In [None]:
"""
Tutorial 1: Regular expressions
This notebook aims to showcase how regular expressions work and show some examples .
Author: Yoanna Koleva
"""

In [46]:
import regex as re

## Simplest form of regular expressions

In [14]:
# Match all "a" characters in a string
text="I am learning about regular expressions"
match=re.findall("a", text)
print(match)

['a', 'a', 'a', 'a']


In [28]:
# Characters to be matched can be concatenated 
text="strings"
match=re.findall("string",text)
print(match)

['string']


## Metacharacters


In [18]:
# Find all words which end in "ain". 
text = "The train travels through the mountain in the rain."
match = re.findall(r"ain", text)
print(match)


['train', 'mountain', 'rain']


## Sets

In [19]:
# Match patterns consisting of a, b or c 
text="abbbbbbcaabb"
match=re.findall(r"[abc]+",text)
print(match)

['abbbbbbcaabb']


In [21]:
# Match any character in the range a-m
# Try also with zzz at the end
text="abbbbbbcaabb"
match=re.findall(r"[a-m]",text)
print(match)

['a', 'b', 'b', 'b', 'b', 'b', 'b', 'c', 'a', 'a', 'b', 'b']


In [24]:
# Match any character *, /, or +
# Try also with \ at the end
text="*///+++*"
match=re.findall(r"[*/+]",text)
print(match)

['*', '/', '/', '/', '+', '+', '+', '*']


In [25]:
# Match any two-digit number
text="I have 22 apples and 40 oranges in my bag."
match=re.findall(r"[0-5][0-9]",text)
print(match)

['22', '40']


In [26]:
# Match any characters that are not a, b or c
text = "I have 22 apples and 40 oranges in my bag."
match = re.findall(r"[^abc]", text)
print(match)


['I', ' ', 'h', 'v', 'e', ' ', '2', '2', ' ', 'p', 'p', 'l', 'e', 's', ' ', 'n', 'd', ' ', '4', '0', ' ', 'o', 'r', 'n', 'g', 'e', 's', ' ', 'i', 'n', ' ', 'm', 'y', ' ', 'g', '.']

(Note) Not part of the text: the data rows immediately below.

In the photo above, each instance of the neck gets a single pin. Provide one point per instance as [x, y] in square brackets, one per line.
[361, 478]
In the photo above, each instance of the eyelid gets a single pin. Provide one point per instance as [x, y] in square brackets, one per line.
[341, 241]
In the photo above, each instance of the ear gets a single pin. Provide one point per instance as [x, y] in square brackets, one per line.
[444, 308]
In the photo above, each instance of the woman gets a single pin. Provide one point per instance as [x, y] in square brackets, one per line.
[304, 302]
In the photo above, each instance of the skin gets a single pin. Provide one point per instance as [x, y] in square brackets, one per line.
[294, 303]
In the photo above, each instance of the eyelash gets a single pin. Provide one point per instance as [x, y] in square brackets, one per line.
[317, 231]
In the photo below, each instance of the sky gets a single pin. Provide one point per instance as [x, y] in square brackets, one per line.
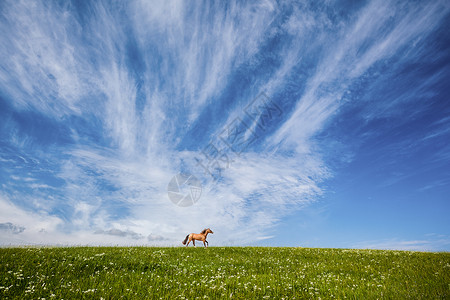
[291, 123]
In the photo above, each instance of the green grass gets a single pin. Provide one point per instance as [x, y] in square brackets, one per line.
[231, 272]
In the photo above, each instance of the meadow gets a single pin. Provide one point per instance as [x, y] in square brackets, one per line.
[221, 272]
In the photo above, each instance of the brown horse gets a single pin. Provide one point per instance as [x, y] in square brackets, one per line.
[198, 236]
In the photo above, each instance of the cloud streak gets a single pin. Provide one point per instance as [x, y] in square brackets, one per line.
[139, 89]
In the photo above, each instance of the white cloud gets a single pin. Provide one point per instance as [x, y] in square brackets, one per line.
[117, 195]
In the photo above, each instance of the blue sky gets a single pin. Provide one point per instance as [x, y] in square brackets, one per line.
[341, 109]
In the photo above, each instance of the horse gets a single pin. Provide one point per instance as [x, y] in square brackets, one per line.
[197, 236]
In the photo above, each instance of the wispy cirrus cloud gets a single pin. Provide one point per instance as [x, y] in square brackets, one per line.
[138, 89]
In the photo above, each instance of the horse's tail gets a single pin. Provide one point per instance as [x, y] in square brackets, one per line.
[185, 240]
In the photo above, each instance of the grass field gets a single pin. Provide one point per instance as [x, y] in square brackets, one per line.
[221, 272]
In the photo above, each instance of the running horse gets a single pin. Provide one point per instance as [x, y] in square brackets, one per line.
[197, 236]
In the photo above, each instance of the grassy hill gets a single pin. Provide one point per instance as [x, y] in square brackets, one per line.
[218, 272]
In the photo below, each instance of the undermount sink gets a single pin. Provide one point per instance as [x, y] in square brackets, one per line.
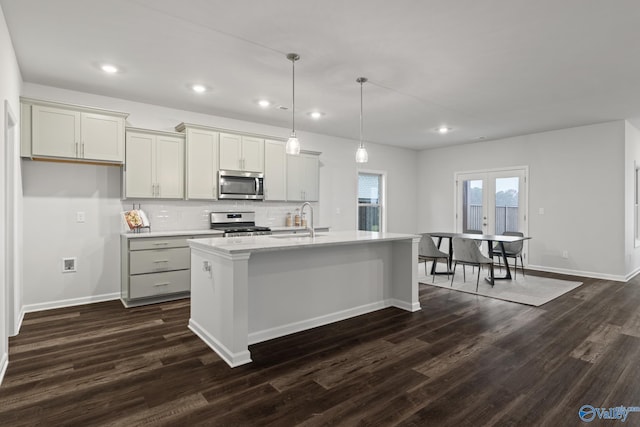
[297, 236]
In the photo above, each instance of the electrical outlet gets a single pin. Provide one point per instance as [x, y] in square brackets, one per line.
[69, 265]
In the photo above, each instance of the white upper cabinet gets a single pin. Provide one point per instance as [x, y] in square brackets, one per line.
[102, 137]
[275, 170]
[302, 177]
[55, 132]
[252, 154]
[202, 164]
[72, 132]
[241, 153]
[155, 165]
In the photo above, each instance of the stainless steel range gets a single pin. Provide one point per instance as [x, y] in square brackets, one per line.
[237, 224]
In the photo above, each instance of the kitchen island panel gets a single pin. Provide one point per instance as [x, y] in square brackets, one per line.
[248, 290]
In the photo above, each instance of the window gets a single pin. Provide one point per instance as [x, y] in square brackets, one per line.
[370, 201]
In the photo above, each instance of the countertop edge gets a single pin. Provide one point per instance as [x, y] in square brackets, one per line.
[269, 243]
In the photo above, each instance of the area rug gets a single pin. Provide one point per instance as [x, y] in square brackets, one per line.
[529, 290]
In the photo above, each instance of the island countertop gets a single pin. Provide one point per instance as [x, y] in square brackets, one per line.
[235, 245]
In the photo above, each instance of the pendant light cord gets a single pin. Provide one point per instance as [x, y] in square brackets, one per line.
[361, 83]
[293, 109]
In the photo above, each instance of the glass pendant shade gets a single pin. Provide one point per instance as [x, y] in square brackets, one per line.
[293, 145]
[361, 155]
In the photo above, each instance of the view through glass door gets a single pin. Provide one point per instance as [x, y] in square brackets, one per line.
[491, 202]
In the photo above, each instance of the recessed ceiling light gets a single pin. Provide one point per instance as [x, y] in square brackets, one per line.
[108, 68]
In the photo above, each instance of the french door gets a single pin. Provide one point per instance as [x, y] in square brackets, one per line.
[491, 202]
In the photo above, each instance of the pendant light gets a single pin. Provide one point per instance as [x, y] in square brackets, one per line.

## Useful functions and properties

In [33]:
# Finding patterns using search
text = "The train travels through the mountain in the rain."
match = re.search("ain", text)
print("The first 'ain' match is found in position:", match.start()) 

The first 'ain' match is found in position: 6


In [31]:
# Finding patterns using findall
text = "abcdef"
match = re.findall(r"\w\w", text)
print(match)

['ab', 'cd', 'ef']


#### Note: Once a character has been included in a match, it is not included in the following one: Findall does not return "ab", "bc", "cd", etc.

In [36]:
# Extracting "groups" from matches
# Find all words which end in "ain". 
text = "Name: John Age: 22 Grade: 9.5."
match = re.findall(r"Name:\s\w*\s", text)
print(match)


['John']


# Greedy and non-greedy quantifying operators
Greedy operators are a way of indicating that a certain character or pattern can be encountered more than once. 
The main greedy operators are "*", "+", and "?". Additionally, combinations between them are possible. Below are showcased patterns with the different operators and possible combinations between them (non-greedy).

### The greedy operator "*"

In [37]:
# "*" ->  0 or more repetitions
text="acabab"
pattern=r"a.*b"
found=re.findall(pattern, text)
print(found)


['acabab']


### The greedy operator "+"


In [6]:
# "+" -> 1 or more repetitions
# Try also "a", "abbbbb"
text="ab"
pattern=r"ab+"
found=re.findall(pattern, text)
print(found)


['ab']


### The greedy operator "?"


In [10]:
# "+" -> 0 or 1 repetitions
# Try also "a", "acb", "ba"
text="ab"
pattern=r"ab?"
found=re.findall(pattern, text)
print(found)


['a']


### The non-greedy operator "*?"


In [45]:
# "*?" ->  0 or more repetitions (non-greedy)
text="acabab"
# Try also r"a.b*?"
pattern=r"a.*?b"
found=re.findall(pattern, text)
print(found)


['ac', 'ab', 'ab']


### The non-greedy operator "+?"

In [42]:
# "+?" -> 1 or more repetitions (non-greedy)
text="abbbbbbbbbbbb"
pattern=r"ab+?"
found=re.findall(pattern, text)
print(found)


['ab']